What is your greatest fear? What do you hide so deep that you seemingly don’t even know it is there? It’s a question worth asking. It could very well be the one thing that is keeping you stuck or mired in darkness.
I suppose you might be asking, “If it sits so deep within me, then how am I to discover this fear, and even if I discover there is such a fear, how does one expose it and release it?”
The answer to first part of that question is answered in understanding what fear does. Fear exist to “protect” you from your Self. Your Self being Love. It is why you must first walk through fear if your are ever to find Love, or your Self. A great example of this is my own examination of my fear of God.
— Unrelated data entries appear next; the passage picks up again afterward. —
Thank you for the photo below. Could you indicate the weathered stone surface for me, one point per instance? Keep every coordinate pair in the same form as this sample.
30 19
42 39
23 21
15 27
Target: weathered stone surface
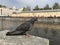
21 40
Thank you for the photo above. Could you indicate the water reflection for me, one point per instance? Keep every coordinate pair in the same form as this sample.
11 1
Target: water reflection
51 34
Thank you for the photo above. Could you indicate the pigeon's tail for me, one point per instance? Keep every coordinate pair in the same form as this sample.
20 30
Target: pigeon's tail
11 34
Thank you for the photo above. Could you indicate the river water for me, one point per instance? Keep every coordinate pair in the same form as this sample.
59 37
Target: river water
45 27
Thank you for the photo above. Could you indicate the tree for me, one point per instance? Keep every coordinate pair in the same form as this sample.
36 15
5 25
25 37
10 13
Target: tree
26 8
56 6
36 8
47 7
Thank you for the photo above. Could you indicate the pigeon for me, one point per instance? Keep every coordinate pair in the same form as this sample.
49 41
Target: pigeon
23 28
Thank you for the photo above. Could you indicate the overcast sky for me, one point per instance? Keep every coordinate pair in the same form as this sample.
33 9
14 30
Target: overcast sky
23 3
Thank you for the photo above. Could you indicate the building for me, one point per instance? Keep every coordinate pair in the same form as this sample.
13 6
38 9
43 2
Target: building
41 13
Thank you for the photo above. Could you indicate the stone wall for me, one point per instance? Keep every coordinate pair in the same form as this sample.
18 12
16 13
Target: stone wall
21 40
44 14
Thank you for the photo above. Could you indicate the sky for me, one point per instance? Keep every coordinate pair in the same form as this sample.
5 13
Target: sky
31 3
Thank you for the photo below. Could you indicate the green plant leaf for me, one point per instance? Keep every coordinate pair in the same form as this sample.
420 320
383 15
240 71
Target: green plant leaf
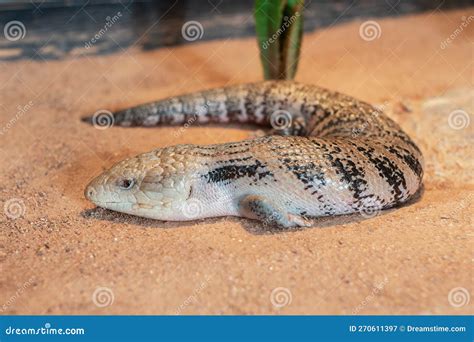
290 42
279 26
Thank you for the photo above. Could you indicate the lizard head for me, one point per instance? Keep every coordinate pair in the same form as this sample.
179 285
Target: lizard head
157 185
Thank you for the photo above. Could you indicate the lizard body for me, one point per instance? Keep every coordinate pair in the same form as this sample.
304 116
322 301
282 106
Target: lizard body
329 154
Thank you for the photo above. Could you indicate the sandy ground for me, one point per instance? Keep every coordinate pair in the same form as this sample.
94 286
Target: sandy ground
60 255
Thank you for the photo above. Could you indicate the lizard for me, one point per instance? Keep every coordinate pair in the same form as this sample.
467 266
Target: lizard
327 154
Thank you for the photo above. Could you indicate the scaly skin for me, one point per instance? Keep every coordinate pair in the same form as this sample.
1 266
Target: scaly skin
329 154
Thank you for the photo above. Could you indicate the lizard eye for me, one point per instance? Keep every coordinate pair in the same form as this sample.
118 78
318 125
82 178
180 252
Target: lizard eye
125 183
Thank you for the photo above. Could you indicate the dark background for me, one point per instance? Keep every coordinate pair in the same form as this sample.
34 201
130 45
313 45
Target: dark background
54 29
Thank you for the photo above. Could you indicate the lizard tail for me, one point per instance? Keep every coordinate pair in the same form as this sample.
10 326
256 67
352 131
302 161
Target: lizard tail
233 104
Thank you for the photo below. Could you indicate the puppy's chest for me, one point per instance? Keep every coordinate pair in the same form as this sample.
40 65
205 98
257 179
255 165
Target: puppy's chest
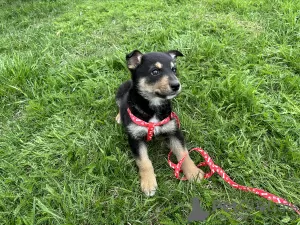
141 131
For a long time I thought how preposterous it was that I feared God. It wasn’t until I looked at what I thought I would have to sacrifice in finding my Love or true Self, that I was able to admit to myself that this fear was not only real, but so intense, that it literally froze me in my tracks. I could not move forward in my practice of Self discovery until I faced it.
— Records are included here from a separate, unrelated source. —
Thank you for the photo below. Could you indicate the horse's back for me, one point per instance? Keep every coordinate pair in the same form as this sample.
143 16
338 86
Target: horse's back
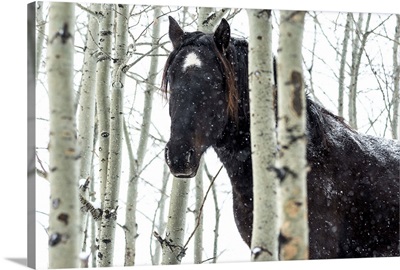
354 196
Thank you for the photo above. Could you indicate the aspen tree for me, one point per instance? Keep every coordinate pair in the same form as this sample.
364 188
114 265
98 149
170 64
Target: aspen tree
130 215
111 195
64 219
396 80
291 163
173 245
264 242
342 69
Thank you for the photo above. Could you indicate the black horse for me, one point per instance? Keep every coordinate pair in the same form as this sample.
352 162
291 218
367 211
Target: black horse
353 184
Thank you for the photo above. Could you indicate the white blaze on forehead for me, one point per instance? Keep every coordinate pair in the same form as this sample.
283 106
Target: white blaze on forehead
191 60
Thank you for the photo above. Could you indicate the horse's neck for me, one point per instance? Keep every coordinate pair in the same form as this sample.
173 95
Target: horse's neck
234 149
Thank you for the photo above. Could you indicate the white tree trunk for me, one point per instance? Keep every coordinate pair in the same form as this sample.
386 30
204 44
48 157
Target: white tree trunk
264 242
172 246
130 215
111 196
199 193
102 92
86 106
155 259
342 69
396 79
64 219
358 50
292 137
40 34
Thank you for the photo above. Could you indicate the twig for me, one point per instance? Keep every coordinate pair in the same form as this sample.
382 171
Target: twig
201 208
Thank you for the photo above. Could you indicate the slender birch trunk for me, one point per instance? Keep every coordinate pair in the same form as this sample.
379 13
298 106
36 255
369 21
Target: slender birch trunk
64 219
110 209
155 259
173 245
130 215
198 235
86 108
41 25
396 79
292 138
102 91
358 50
264 242
349 22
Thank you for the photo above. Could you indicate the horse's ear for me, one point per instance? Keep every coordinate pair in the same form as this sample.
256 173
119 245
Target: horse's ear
222 35
175 33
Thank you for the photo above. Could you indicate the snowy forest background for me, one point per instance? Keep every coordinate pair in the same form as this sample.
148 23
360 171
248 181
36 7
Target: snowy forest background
372 41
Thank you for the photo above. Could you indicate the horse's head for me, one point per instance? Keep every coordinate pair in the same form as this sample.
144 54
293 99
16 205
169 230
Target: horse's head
201 94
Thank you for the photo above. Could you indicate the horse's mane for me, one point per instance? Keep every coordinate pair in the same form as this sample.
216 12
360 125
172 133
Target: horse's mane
234 66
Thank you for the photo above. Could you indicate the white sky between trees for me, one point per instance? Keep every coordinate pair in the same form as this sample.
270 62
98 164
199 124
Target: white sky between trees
231 241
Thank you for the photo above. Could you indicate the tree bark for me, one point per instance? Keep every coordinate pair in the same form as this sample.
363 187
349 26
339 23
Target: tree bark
102 92
358 50
41 25
130 215
155 258
396 79
172 246
349 22
291 163
64 218
86 107
108 222
264 242
199 193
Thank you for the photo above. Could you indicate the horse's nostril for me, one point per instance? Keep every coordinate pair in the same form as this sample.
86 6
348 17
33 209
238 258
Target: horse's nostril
189 155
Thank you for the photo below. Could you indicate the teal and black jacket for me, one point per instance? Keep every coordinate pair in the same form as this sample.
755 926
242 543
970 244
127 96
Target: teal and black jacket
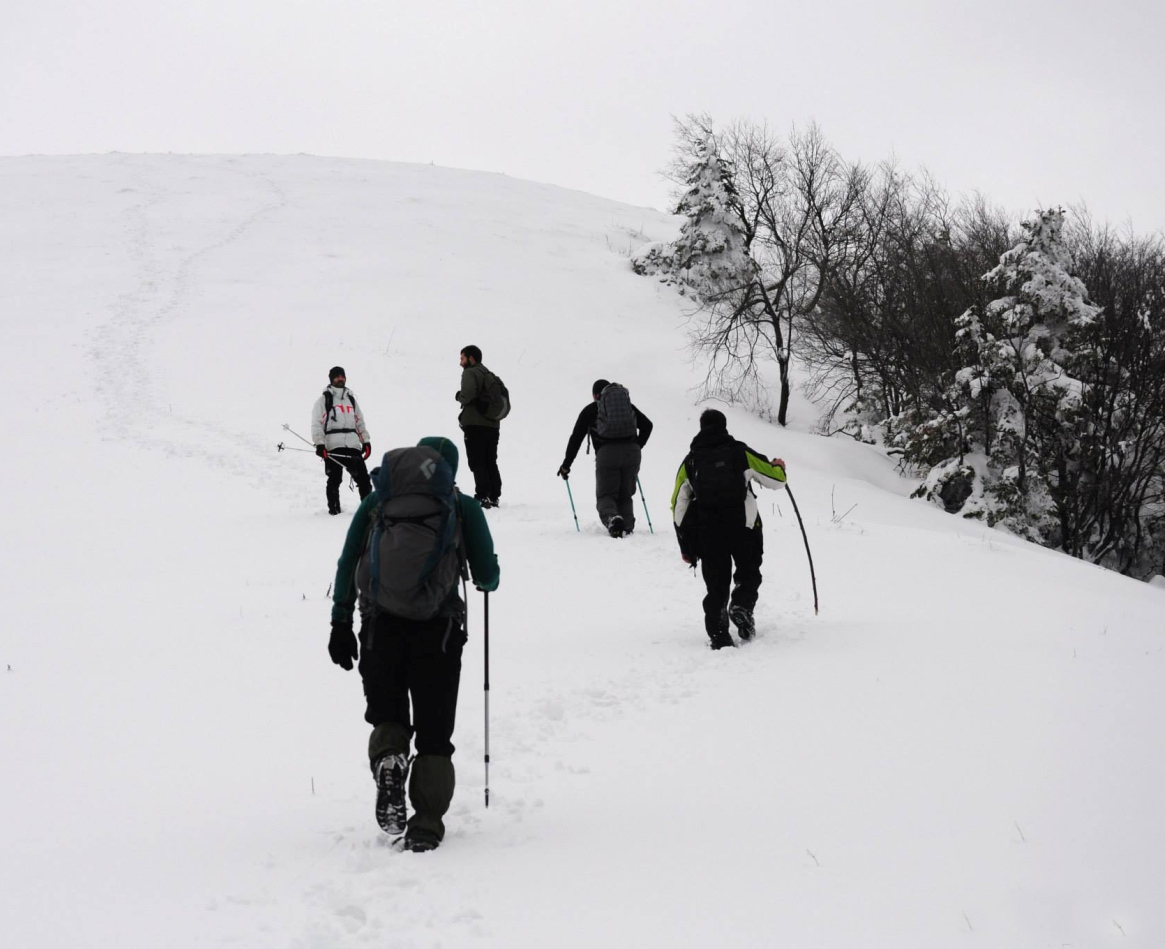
479 543
754 468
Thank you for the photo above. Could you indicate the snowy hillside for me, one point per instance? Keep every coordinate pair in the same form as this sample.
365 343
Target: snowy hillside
965 748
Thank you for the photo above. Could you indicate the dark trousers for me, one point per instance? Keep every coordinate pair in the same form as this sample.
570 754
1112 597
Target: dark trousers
481 455
417 659
725 540
334 465
616 471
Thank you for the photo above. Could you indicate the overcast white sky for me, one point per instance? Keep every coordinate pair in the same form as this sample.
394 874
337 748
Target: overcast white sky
1030 101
In facing it, the most amazing thing occurred. I was no longer afraid of it. What was this fear? I thought I would have to sacrifice my relationship with my best friend and lover. I was wrong. One beautiful morning, I looked over at her, and admitted to her this fear I had that God would one day command me to leave her and this whole “life” behind.
The mere utterance of this fear broke me down to tears and sobs, but after, when we had talked about it, the fear wasn’t there anymore. It was gone, and quite frankly I felt ridiculous for even having such a fear. I felt almost embarrassed that such a thing had caused me so much heart ache and prevented me from moving forward. I felt a lightness in me.
I spoke this fear to the one I feared I would lose. I raised this fear to the light by sharing it and thus exposing it. Fear only has power in secret dark places. It becomes nothing when it is shared, because in the sharing, the light of sharing, it shows you it was never real to begin with.
You expose your fears by sharing them. You find what you are afraid of by looking at what you protect, value, and cherish. Most of what we think we love, we actually fear. We fear we will lose. Brothers and Sisters, this is not love, this is savage greed. What cost would we endure to hide this. How strong and savage are fears must be, and how relieved you will be when you exchange that savage greed for real and true Love.